Whyte, is a professor in the anthropology department at Appalachian State University. For more than 40 years he has been doing archaeology research in the Appalachian Mountains and has published more than 50 articles and written more than 60 technical reports on his investigations. He lives in Sugar Grove, just west of Boone.

APRIL 29: 'The Last Entry' by Jim Hamilton

the Last Entry

"The Last Entry" is painted in the woodland tones of the Blue Ridge Mountains — a cultural crossroads of post-modern Appalachia where old time traditions clash with a rapidly changing world. Jim Hamilton weaves his expertise in natural history and the underground world of the ginseng trade into a story and characters that reflect the region's struggles with poverty and a black market economy still tied to its land and forests.

Tucker Trivette is in a bind. He joined the Navy straight out of high school. Without many options, it seemed like the right thing to do. Now he's heading home — to what, he's not sure, but he's hoping things are better. They're not. Set upon by hard times and a nemesis from his youth, Tucker seeks redemption and reward hidden deep in the forest, to reclaim a legacy hinted at within the last entry of his grandfather's cryptic journal. Tucker understands the value of friendship and family — and paying his debts. Determined to play the hand he's been dealt to start over and succeed, he'll have to bend the rules to get there.

Hamilton is Watauga County's director of Cooperative Extension. For the last 10 years, he's been hunting, planting, transplanting, consuming and teaching workshops about ginseng. He holds a doctoral degree in Forestry from NC State and is an adjunct professor at Appalachian State University. Before settling in the mountains of North Carolina, Hamilton was a Peace Corps volunteer, an environmental consultant, an a.m. country music DJ and a volunteer fireman. While he's written the requisite number of academic articles published in unreadable journals to warrant his credentials, his first fiction novel, an homage to the ginseng trade, was published in late 2019.

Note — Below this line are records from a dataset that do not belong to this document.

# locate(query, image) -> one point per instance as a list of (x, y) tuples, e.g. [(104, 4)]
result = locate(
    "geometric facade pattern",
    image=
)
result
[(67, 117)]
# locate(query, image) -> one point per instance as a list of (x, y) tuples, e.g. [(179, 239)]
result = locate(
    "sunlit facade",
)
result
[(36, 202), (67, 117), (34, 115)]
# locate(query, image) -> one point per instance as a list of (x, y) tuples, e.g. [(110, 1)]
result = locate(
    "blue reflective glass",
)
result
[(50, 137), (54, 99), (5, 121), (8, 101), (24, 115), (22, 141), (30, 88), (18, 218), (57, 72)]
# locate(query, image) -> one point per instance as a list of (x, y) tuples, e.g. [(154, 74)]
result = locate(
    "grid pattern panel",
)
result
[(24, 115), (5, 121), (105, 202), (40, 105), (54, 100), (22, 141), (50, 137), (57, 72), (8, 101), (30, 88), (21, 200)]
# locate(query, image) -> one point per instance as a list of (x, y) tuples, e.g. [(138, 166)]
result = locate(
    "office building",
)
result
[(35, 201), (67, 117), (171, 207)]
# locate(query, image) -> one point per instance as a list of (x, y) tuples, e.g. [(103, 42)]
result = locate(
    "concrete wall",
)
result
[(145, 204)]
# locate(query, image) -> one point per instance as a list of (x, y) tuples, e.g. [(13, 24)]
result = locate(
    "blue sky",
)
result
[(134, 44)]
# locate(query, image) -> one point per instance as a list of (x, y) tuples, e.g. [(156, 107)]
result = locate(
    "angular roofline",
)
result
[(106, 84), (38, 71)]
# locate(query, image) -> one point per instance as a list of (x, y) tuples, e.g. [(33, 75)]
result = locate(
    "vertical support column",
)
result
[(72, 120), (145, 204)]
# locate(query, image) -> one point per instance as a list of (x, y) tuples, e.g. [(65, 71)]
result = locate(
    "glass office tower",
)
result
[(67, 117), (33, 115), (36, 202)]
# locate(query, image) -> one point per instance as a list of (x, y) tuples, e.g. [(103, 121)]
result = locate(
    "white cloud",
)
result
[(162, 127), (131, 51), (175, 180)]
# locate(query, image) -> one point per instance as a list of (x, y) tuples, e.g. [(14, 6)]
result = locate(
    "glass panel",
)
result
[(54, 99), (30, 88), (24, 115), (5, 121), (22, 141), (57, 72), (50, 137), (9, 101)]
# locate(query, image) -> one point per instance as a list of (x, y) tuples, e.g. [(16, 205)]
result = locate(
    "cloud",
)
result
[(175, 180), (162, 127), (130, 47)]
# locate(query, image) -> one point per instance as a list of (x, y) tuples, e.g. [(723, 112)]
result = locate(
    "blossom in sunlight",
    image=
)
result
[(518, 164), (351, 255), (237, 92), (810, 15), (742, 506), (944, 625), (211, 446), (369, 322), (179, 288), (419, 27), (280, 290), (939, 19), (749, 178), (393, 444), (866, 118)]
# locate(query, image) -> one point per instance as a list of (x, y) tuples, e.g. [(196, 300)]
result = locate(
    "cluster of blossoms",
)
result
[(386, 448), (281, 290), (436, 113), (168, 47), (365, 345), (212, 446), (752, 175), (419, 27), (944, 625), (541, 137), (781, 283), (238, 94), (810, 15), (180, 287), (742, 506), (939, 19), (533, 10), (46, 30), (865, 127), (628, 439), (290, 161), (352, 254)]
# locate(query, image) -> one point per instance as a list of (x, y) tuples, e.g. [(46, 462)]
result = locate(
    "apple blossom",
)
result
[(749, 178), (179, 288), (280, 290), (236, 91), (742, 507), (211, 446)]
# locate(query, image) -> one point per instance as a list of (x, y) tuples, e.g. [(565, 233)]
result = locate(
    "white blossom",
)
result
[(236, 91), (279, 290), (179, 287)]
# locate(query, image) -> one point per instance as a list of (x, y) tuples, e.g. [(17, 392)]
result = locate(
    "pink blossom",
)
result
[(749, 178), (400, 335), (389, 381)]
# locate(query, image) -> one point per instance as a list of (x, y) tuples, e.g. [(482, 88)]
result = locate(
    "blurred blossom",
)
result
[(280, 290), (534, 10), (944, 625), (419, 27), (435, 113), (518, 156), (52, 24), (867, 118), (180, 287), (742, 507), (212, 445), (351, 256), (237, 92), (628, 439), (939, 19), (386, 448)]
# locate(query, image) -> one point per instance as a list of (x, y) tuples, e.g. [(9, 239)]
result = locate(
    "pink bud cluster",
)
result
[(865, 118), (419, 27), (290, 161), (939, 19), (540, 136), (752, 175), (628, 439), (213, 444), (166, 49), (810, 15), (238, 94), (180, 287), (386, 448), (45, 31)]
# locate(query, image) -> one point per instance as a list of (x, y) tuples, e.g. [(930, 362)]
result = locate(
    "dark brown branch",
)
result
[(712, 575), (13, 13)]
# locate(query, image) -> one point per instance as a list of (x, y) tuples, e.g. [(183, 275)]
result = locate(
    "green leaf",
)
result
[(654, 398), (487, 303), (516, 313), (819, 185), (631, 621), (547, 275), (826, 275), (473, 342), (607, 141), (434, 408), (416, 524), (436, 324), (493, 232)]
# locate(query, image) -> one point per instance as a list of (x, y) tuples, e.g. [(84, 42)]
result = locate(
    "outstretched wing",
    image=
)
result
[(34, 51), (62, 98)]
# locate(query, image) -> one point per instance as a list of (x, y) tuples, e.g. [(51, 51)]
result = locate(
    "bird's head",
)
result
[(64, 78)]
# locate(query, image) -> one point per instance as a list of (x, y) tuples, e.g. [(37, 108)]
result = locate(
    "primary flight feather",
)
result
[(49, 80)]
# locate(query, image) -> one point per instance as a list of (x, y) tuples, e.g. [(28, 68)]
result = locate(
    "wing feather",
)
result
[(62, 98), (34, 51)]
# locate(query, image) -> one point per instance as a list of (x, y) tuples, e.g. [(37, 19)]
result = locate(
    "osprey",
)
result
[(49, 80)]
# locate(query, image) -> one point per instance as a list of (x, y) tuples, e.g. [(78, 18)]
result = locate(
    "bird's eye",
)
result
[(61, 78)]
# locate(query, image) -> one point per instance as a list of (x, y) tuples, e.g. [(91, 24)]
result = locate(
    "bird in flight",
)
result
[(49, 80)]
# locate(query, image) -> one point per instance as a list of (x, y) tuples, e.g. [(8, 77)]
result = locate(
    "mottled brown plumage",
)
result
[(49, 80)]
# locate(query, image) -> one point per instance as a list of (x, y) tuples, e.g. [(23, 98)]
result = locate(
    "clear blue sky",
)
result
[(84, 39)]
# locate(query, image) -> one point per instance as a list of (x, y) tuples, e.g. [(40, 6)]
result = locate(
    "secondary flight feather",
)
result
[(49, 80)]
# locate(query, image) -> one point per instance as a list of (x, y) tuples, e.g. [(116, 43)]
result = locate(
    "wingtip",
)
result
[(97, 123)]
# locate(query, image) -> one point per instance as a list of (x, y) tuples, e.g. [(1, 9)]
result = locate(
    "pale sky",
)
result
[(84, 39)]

'Daniel Boone: An American Life' by Michael A. Lofaro

The embodiment of the American hero, the man of action, the pathfinder, Daniel Boone represents the great adventure of his age — the westward movement of the American people. Daniel Boone: An American Life brings together over 30 years of research in an extraordinary biography of the quintessential pioneer. Based on primary sources, the book depicts Boone through the eyes of those who knew him and within the historical contexts of his 86 years. The story of Daniel Boone offers new insights into the turbulent birth and growth of the nation and demonstrates why the frontier forms such a significant part of the American experience.

Lofaro is Lindsay Young Professor of American and Cultural Studies and American literature at the University of Tennessee. A recognized authority on the early frontier and importance of frontier heroes such as Boone and Crockett in American life, he is the author or editor of 12 books, an online database and more than 75 articles.